Dr. Charles Isbell (Advisor), School of Interactive Computing, Georgia Institute of Technology

Dr. Mark Riedl, School of Interactive Computing, Georgia Institute of Technology

Dr. Judy Hoffman, School of Interactive Computing, Georgia Institute of Technology

Dr. Dhruv Batra, School of Interactive Computing, Georgia Institute of Technology




Reinforcement learning has seen widespread success recently. Yet, training RL agents remains prohibitively expensive in terms of number of environment interactions. The overall aim of this research is to significantly reduce sample complexity required for training RL agents, making it easier to deploy them in the real world and quickly learn from experience. This proposal focuses on learning how to alter experience collected by the agent during exploration, rather than the learning algorithm itself.
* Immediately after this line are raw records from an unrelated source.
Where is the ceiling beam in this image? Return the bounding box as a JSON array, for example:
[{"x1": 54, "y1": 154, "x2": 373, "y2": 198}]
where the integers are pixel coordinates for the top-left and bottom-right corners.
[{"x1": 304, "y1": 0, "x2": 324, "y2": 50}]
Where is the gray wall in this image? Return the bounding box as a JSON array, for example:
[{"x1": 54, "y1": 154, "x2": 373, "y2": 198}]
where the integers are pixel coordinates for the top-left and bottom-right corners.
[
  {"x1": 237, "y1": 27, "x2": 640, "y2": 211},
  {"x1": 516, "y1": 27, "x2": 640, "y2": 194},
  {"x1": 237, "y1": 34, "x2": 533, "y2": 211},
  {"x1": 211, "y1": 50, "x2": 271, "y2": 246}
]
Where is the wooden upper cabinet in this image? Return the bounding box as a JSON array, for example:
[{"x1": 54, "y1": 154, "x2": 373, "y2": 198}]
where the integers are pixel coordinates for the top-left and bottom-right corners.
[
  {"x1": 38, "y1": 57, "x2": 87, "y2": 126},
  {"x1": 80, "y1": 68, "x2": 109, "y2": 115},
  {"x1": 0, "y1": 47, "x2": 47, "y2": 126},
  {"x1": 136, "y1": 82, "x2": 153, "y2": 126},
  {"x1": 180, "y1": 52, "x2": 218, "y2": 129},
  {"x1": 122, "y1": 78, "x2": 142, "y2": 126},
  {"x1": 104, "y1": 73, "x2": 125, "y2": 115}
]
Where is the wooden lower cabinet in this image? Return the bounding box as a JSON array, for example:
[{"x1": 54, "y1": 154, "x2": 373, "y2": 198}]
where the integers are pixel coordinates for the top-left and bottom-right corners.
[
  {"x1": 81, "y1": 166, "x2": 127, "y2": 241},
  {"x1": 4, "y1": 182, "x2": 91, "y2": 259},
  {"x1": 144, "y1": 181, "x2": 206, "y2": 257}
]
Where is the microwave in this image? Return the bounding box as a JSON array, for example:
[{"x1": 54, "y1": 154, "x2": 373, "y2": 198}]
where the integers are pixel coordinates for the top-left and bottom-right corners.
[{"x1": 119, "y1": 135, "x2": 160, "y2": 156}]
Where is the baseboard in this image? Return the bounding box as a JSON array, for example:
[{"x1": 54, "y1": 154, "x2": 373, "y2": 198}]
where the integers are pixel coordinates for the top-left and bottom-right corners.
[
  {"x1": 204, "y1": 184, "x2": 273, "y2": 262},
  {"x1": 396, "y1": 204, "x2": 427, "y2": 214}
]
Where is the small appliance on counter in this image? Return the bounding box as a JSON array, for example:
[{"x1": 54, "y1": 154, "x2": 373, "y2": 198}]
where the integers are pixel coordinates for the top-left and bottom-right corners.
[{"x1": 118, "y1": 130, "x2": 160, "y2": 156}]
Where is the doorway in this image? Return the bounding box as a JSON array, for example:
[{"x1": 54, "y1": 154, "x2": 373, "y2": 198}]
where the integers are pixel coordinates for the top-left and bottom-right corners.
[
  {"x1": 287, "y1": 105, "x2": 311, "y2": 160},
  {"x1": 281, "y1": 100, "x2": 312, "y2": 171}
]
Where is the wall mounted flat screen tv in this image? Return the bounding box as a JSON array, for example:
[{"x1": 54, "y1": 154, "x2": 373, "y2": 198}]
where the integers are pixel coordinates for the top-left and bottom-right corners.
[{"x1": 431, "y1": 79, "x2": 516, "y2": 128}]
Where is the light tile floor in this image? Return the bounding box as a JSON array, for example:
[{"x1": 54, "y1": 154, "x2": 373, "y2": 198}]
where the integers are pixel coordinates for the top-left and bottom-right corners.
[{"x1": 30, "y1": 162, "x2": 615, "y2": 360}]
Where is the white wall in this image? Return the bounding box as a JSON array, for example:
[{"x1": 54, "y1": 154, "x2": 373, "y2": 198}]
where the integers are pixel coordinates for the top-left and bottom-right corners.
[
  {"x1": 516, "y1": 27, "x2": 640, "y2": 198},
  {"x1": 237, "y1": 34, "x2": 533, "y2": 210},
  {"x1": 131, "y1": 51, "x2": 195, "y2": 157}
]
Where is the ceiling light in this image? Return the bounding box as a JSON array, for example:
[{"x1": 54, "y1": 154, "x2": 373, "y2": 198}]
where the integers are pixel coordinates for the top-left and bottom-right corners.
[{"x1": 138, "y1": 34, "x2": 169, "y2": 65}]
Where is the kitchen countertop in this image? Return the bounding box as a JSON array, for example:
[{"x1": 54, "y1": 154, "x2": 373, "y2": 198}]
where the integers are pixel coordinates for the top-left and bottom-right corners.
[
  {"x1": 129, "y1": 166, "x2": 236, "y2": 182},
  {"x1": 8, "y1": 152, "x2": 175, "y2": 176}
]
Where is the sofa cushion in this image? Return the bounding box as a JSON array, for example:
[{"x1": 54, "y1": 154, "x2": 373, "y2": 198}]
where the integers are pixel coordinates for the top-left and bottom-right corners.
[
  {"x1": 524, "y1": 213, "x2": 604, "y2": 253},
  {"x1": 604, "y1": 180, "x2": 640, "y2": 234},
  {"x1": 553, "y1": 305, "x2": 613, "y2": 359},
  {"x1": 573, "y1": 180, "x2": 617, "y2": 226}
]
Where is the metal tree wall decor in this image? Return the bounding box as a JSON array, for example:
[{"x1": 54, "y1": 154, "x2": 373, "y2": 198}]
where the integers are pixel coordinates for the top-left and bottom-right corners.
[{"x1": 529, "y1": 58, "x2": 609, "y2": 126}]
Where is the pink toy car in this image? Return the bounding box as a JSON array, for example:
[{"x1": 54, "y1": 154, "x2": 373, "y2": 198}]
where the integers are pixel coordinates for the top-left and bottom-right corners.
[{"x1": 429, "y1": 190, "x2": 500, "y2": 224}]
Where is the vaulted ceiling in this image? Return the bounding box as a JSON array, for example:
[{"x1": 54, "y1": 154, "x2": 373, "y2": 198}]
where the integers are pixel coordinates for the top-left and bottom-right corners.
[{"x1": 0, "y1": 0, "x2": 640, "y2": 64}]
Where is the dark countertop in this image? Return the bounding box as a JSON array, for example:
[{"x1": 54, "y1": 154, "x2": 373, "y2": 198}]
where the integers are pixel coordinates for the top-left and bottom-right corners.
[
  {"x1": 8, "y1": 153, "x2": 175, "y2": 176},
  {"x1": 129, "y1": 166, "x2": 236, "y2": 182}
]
We define realistic alterations, those permitted by the environment state space and dynamics, to the trajectory of an agent as hallucinations. I will demonstrate that by presenting hallucinated data to off-the-shelf RL algorithms, we can significantly improve their sample efficiency.


As contributions, I will outline three ways of altering agent experience to benefit learning. The first uses hallucinations to train a representation of the state of the environment when the agent has a limited field of view. Key components of this system are a short term memory architecture for such environments and an adversarially trained attention controller. The second contribution is a method to alter visual trajectories in hindsight using learned hallucinations of goal images. Combined with Hindsight Experience Replay, this significantly speeds up reinforcement learning as shown in two navigation based domains. The third proposed contribution outlines how to hallucinate realistic subgoals using state-based value functions.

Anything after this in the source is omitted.